Deux voitures.
Le 9 thermidor sauva les jours de ma mère; mais elle fut oubliée à la Conciergerie. Le commissaire conventionnel la trouva: «Que fais-tu là, citoyenne? lui dit-il; qui es-tu? pourquoi restes-tu ici?» Ma mère répondit qu'ayant perdu son fils, elle ne s'informait point de ce qui se passait, et qu'il lui était indifférent de mourir dans la prison ou ailleurs. «Mais tu as peut-être d'autres enfants?» répliqua le commissaire. Ma mère nomma ma femme et mes sœurs détenues à Rennes.
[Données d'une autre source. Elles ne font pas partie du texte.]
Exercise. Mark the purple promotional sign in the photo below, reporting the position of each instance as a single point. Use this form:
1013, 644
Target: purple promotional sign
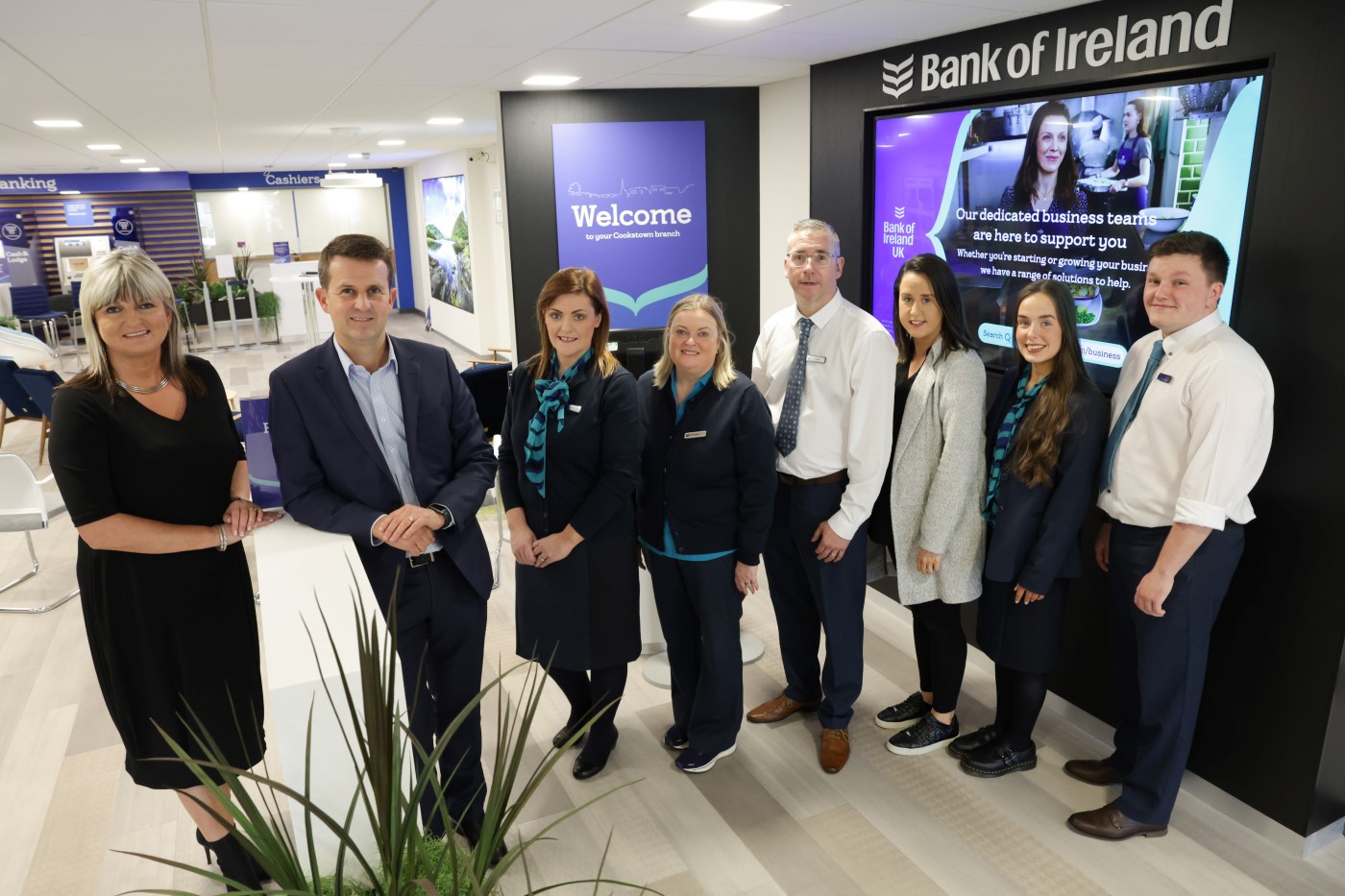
911, 198
262, 475
629, 204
L'ordre fut expédié de mettre celles-ci en liberté, et l'on contraignit ma mère de sortir.
Dans les histoires de la Révolution, on a oublié de placer le tableau de la France extérieure auprès du tableau de la France intérieure, de peindre cette grande colonie d'exilés, variant son industrie et ses peines de la diversité des climats et de la différence des mœurs des peuples.
En dehors de la France, tout s'opérant par individu, métamorphoses d'états, afflictions obscures, sacrifices sans bruit, sans récompense; et dans cette variété d'individus de tout rang, de tout âge, de tout sexe, une idée fixe conservée; la vieille France voyageuse avec ses préjugés et ses fidèles, comme autrefois l'Église de Dieu errante sur la terre avec ses vertus et ses martyrs.
En dedans de la France, tout s'opérant par masse: Barère annonçant des meurtres et des conquêtes, des guerres civiles et des guerres étrangères; les combats gigantesques de la Vendée et des bords du Rhin; les trônes croulant au bruit de la marche de nos armées; nos flottes abîmées dans les flots; le peuple déterrant les monarques à Saint-Denis et jetant la poussière des rois morts au visage des rois vivants pour les aveugler; la nouvelle France, glorieuse de ses nouvelles libertés, fière même de ses crimes, stable sur son propre sol, tout en reculant ses frontières, doublement armée du glaive du bourreau et de l'épée du soldat.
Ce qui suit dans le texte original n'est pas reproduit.